SolidBrush brush = new SolidBrush(Color.Black); Pen pen = new Pen(Color.Black);
Two loops are then established to loop through the x and y coordinates of the grid.
for (int y = 0; y < HopfieldRecForm.GRID_Y; y++)
{
for (int x = 0; x < HopfieldRecForm.GRID_X; x++)
{ If the grid element for this cell is true, then draw a rectangle and fill it in.
if (this.grid[index++])
{
g.FillRectangle(brush, this.margin + (x *
HopfieldRecForm.CELL_WIDTH), y
* HopfieldRecForm.CELL_HEIGHT,
HopfieldRecForm.CELL_WIDTH,
HopfieldRecForm.CELL_HEIGHT);
} If the grid element for this cell is false, then draw an empty rectangle.
{
g.DrawRectangle(pen, this.margin + (x *
HopfieldRecForm.CELL_WIDTH), y
* HopfieldRecForm.CELL_HEIGHT,
HopfieldRecForm.CELL_WIDTH,
HopfieldRecForm.CELL_HEIGHT);
}The Paint method is called by C# whenever the grid needs to be redrawn. Additionally, other methods will force the Paint method to be called using the Invalidate method.
Toggling Grid Positions
The MouseDown method is called by C# whenever the mouse has been pressed. The signature for the MouseDown event is shown here:
private void HopfieldRecForm_MouseDown(object sender, MouseEventArgs e)

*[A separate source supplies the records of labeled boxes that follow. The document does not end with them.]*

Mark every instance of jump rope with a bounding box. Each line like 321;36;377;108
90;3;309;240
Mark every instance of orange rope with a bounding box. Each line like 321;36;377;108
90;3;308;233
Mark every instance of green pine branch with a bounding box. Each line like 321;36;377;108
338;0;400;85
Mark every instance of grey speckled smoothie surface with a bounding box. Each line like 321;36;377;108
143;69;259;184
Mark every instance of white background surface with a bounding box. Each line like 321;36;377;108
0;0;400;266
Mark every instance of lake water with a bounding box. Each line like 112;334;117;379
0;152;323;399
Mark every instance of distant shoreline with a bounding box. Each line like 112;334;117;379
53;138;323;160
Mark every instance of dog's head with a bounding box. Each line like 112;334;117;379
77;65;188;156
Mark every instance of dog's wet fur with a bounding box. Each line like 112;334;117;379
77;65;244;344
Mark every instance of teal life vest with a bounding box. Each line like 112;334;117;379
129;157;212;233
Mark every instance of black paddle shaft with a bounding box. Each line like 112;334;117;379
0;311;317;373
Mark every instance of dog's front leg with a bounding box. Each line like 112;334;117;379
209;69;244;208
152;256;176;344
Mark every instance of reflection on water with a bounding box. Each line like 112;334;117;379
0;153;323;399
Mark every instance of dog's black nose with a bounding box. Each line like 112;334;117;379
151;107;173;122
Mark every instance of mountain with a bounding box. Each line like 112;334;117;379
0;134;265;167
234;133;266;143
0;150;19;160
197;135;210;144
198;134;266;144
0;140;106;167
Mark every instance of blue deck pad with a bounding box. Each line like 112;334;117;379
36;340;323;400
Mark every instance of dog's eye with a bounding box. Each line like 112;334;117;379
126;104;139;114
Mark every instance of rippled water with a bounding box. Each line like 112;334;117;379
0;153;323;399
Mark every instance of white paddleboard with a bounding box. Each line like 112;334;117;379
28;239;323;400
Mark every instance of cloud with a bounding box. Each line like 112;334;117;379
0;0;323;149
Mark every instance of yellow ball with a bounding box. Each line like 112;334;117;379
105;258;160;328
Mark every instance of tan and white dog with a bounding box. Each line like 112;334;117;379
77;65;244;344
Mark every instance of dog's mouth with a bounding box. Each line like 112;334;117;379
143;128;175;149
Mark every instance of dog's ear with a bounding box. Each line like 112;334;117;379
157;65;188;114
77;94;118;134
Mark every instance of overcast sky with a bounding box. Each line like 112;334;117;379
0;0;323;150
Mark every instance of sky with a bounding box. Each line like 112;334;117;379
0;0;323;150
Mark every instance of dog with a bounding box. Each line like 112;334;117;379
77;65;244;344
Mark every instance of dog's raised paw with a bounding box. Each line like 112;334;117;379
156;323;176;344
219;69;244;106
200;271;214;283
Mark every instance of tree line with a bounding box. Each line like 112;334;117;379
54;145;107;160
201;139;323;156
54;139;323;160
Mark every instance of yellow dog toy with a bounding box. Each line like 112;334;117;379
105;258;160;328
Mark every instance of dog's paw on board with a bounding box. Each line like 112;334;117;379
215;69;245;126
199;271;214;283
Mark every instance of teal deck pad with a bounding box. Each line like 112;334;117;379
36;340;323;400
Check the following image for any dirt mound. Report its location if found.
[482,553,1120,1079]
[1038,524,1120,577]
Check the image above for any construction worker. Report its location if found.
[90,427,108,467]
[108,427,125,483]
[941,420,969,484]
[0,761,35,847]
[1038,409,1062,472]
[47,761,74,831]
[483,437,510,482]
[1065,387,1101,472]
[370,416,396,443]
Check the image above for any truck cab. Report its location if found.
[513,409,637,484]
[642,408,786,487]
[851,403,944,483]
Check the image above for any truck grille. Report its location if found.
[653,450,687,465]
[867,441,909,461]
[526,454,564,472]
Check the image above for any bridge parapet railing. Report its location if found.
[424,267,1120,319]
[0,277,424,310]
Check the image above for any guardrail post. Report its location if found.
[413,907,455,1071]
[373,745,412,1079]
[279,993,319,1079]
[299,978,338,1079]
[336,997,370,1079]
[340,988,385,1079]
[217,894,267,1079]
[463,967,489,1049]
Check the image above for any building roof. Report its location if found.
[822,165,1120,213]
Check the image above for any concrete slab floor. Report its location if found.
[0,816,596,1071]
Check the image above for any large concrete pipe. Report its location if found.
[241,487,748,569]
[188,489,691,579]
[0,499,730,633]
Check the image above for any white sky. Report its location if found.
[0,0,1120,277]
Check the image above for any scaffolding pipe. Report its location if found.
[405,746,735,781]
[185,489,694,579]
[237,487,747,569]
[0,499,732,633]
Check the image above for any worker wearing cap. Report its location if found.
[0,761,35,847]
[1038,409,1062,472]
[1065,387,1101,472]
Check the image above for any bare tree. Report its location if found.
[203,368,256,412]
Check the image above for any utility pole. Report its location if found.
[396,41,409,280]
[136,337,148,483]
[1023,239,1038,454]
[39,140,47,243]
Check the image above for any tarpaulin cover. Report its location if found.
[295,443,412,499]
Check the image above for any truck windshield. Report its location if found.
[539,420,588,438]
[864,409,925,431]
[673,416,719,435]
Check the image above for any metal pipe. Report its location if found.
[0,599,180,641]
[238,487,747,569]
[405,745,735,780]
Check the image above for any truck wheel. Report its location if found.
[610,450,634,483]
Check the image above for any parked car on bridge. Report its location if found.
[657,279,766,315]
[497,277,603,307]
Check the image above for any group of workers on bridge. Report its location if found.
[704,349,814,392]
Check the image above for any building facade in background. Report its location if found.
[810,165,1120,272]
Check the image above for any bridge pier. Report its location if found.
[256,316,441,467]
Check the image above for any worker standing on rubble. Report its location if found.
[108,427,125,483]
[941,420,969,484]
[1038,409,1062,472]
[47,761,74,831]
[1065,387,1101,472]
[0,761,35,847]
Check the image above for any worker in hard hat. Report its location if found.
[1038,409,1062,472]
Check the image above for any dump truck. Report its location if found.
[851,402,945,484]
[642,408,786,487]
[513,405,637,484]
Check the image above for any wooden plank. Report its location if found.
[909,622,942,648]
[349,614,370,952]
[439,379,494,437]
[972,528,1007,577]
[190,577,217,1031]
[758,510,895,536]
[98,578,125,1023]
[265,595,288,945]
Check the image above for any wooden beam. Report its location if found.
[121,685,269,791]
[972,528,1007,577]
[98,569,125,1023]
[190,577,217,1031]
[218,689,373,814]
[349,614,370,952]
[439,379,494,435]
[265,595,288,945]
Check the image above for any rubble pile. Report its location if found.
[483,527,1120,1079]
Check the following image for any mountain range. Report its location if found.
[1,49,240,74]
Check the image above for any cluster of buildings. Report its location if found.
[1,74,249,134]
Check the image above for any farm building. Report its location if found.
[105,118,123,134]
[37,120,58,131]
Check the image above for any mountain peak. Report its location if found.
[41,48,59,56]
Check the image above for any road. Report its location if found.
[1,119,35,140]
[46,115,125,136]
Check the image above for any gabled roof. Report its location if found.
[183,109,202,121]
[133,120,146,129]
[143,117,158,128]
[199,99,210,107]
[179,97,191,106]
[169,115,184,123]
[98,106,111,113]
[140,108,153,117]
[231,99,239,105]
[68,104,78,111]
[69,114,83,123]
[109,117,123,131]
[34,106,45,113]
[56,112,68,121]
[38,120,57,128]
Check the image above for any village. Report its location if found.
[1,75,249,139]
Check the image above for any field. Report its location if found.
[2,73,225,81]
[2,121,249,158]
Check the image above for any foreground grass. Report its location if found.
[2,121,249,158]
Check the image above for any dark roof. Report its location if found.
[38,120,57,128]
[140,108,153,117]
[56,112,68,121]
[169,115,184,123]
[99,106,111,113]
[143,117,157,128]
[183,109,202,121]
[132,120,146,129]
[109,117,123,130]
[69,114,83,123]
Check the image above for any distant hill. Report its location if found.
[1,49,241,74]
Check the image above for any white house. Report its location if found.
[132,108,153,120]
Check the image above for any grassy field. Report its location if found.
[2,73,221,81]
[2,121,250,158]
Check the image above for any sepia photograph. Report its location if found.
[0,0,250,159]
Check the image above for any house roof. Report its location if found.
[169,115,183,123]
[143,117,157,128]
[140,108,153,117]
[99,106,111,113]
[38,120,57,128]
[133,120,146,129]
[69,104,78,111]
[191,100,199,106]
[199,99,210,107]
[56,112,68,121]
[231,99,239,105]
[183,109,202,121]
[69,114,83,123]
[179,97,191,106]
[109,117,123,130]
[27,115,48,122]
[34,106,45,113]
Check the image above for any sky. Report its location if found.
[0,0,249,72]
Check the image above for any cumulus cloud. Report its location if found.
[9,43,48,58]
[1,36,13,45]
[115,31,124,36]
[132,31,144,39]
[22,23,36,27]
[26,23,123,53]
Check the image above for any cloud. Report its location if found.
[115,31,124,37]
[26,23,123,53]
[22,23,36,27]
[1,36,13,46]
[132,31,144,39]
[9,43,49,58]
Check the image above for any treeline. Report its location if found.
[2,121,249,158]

First, the x and y coordinates are calculated in terms of the grid position, and not the pixel coordinates that are passed to the MouseDown event.
int x = ((e.X - this.margin) / HopfieldRecForm.CELL_WIDTH); int y = e.Y / HopfieldRecForm.CELL_HEIGHT;
These coordinates must fall on the grid. If the click was outside of the grid, then the click will be ignored.
if (((x >= 0) && (x < HopfieldRecForm.GRID_X)) && ((y >= 0)
&& (y < HopfieldRecForm.GRID_Y)))
{ The index into the one-dimensional grid array is calculated, then it is toggled using the Boolean ! operator.
int index = (y * HopfieldRecForm.GRID_X) + x; this.grid[index] = !this.grid[index]; }
Finally, the application repaints the grid.
this.Invalidate();
Thus, the grid can be drawn by tracking when the mouse is released.
Training and Presenting Patterns
The “Train” and “Go” buttons allow you to train and recognize patterns respectively. The btnTrain_Click method is called whenever the “Train” button is clicked. The btnTrain_Click method is shown here:
private void btnTrain_Click(object sender, EventArgs e) {
this.hopfield.Train(this.grid);
} As you can see this method simply hands off to the Train method provided by the HopfieldNetwork class.
When the “Go” button is clicked, the Click event is called. This method is shown here.
private void btnGo_Click(object sender, EventArgs e)
{
this.grid = this.hopfield.Present(this.grid);
this.Invalidate();
}As you can see this method simply hands off to the Present method provided by the HopfieldNetwork class. The window is then redrawn to show the output from the neural network.